The health and nutritional benefits of sun-dried raisins range from the classic nutrients — such as natural sugars and potassium — to newly discovered antioxidant factors, factors which have found an important place in medicine and nutrition only in the last twenty years.

1. Great Source of Energy. The natural sugars of raisins are a great source of energy and comes packaged together with fiber and other nutrients.

2. Potassium to Maintain Proper Blood Pressure. Many studies have shown the importance of diets with an adequate intake of potassium to help maintain normal blood pressure. Since raisins are high in potassium and low in sodium this makes them an ideal part of a heart healthy diet.

3. Fiber and Tartaric Acid for Digestive Health. The fiber in raisins, combined with other food from plants high in fiber, helps to regulate intestinal function and proper elimination. Raisins like grapes are one of the few fruits that contain a reasonable level of tartaric acid that works together with fiber to help proper elimination and help keep the colon healthy.

4. Antioxidants to Reduce Risk Care and Heart Disease. The phenolic compounds in raisins are powerful, protective antioxidants. These compounds are one of the reasons why fruits and vegetables are considered protective against heart disease and cancer, including quercetin, a powerful antioxidant.

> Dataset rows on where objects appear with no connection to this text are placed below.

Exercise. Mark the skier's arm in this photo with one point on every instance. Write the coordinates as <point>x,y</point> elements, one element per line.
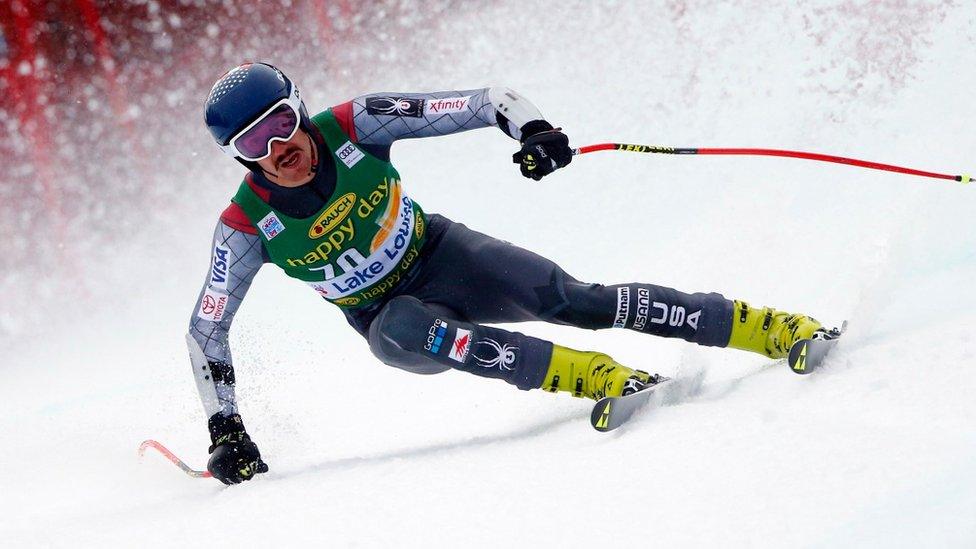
<point>236,254</point>
<point>379,119</point>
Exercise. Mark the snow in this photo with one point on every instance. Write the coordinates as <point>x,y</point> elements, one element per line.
<point>876,450</point>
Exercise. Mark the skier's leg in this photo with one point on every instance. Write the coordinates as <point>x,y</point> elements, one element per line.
<point>488,280</point>
<point>705,319</point>
<point>429,339</point>
<point>421,338</point>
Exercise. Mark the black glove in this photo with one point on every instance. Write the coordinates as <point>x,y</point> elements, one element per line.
<point>233,457</point>
<point>544,150</point>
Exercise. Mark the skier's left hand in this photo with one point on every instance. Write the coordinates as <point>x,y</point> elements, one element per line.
<point>544,150</point>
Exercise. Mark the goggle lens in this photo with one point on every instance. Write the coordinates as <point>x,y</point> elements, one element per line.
<point>255,143</point>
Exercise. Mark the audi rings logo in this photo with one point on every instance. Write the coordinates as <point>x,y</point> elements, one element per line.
<point>395,106</point>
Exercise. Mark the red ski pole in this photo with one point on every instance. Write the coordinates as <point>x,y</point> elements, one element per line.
<point>965,178</point>
<point>170,456</point>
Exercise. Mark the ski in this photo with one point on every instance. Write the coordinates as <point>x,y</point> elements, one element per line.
<point>612,412</point>
<point>172,457</point>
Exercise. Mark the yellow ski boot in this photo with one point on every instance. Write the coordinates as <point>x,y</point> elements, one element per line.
<point>593,375</point>
<point>768,331</point>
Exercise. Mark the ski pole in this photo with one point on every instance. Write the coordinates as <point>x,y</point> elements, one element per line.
<point>172,457</point>
<point>964,178</point>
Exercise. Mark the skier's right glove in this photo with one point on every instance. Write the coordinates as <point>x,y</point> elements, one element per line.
<point>544,150</point>
<point>233,457</point>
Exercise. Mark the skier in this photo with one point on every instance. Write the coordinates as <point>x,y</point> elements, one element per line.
<point>322,201</point>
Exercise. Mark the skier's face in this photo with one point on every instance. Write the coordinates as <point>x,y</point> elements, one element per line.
<point>290,162</point>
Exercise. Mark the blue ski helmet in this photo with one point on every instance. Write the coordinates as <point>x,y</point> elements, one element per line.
<point>241,96</point>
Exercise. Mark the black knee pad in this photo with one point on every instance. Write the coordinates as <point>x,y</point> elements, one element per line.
<point>393,336</point>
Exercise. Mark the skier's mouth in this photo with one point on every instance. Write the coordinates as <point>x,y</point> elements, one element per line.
<point>290,160</point>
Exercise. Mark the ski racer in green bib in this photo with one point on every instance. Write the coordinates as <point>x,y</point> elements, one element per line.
<point>322,201</point>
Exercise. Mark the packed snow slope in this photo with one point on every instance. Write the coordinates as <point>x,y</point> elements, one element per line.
<point>876,450</point>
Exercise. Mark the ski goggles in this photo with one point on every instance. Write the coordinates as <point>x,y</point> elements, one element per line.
<point>278,123</point>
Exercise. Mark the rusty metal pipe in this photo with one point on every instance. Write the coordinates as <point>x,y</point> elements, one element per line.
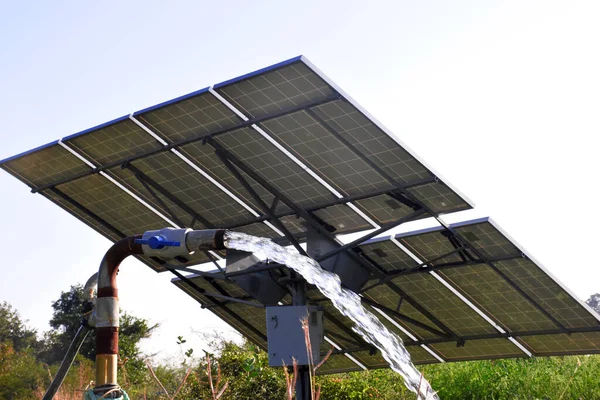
<point>106,315</point>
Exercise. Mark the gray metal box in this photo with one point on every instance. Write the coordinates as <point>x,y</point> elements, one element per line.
<point>286,336</point>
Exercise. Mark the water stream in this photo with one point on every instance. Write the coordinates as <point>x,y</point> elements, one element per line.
<point>347,302</point>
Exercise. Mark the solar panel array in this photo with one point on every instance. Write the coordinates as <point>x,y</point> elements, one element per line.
<point>488,319</point>
<point>282,149</point>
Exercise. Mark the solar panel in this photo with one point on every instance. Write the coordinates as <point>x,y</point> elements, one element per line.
<point>294,136</point>
<point>283,151</point>
<point>490,319</point>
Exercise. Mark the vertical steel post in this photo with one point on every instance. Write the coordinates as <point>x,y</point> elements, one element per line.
<point>303,386</point>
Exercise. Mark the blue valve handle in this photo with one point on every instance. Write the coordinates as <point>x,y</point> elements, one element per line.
<point>157,242</point>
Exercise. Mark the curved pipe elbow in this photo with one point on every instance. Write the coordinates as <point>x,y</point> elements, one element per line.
<point>107,274</point>
<point>106,316</point>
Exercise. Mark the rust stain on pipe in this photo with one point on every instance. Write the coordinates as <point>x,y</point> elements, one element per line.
<point>107,337</point>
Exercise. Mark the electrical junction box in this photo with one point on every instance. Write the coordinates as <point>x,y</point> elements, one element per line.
<point>286,337</point>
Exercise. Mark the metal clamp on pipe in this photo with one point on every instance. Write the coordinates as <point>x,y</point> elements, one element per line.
<point>170,242</point>
<point>163,243</point>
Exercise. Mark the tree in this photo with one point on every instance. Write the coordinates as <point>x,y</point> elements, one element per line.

5. Good for Weight Control and Heart Health. When hungry for a snack reach for a handy packet of raisins for a natural satisfying snack. In a recent weight loss class people found that a few raisins would satisfy their hunger and prevent overeating. Also, raisins have been successfully used as part of diets to lower blood cholesterol and prevent its damaging oxidation.

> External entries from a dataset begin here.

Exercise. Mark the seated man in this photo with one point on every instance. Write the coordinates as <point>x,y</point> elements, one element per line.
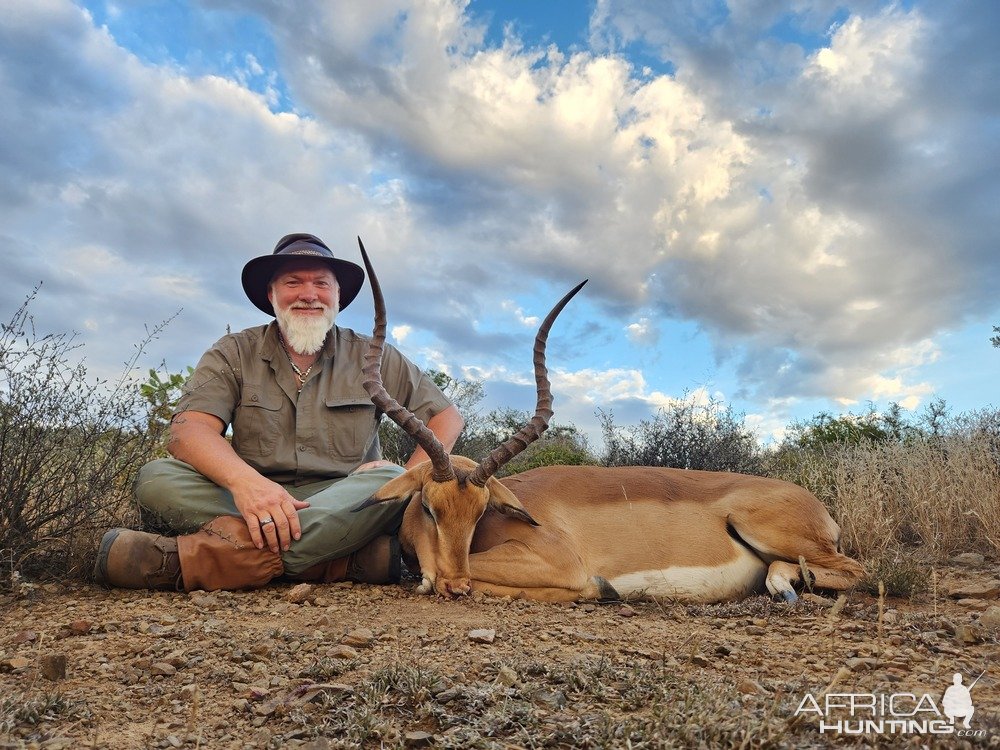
<point>279,498</point>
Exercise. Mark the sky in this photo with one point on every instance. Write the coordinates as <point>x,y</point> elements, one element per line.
<point>787,206</point>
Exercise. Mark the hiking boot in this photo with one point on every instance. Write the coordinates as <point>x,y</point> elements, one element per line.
<point>138,560</point>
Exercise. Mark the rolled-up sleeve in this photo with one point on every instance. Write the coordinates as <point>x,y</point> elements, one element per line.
<point>213,388</point>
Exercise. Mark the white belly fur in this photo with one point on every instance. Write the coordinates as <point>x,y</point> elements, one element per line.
<point>735,579</point>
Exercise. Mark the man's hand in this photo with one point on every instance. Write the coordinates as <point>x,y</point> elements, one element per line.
<point>268,510</point>
<point>270,513</point>
<point>373,465</point>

6. Healthy Snacking. Raisins as an after-school snack for children can reduce appetite and help maintain a healthy weight.

7. Raisins and Running Performance. Raisins offer similar performance benefits as sport chews for runners.

8. Raisins and Diabetes. Raisins have an equivalent glycemic response and lower plasma insulin response than an equivalent serving of bananas or grapes, making them an attractive choice for fruit consumption amont type 2 diabetics.

9. Raisins and Oral Health. Raisins can promote healthy teeth and gums.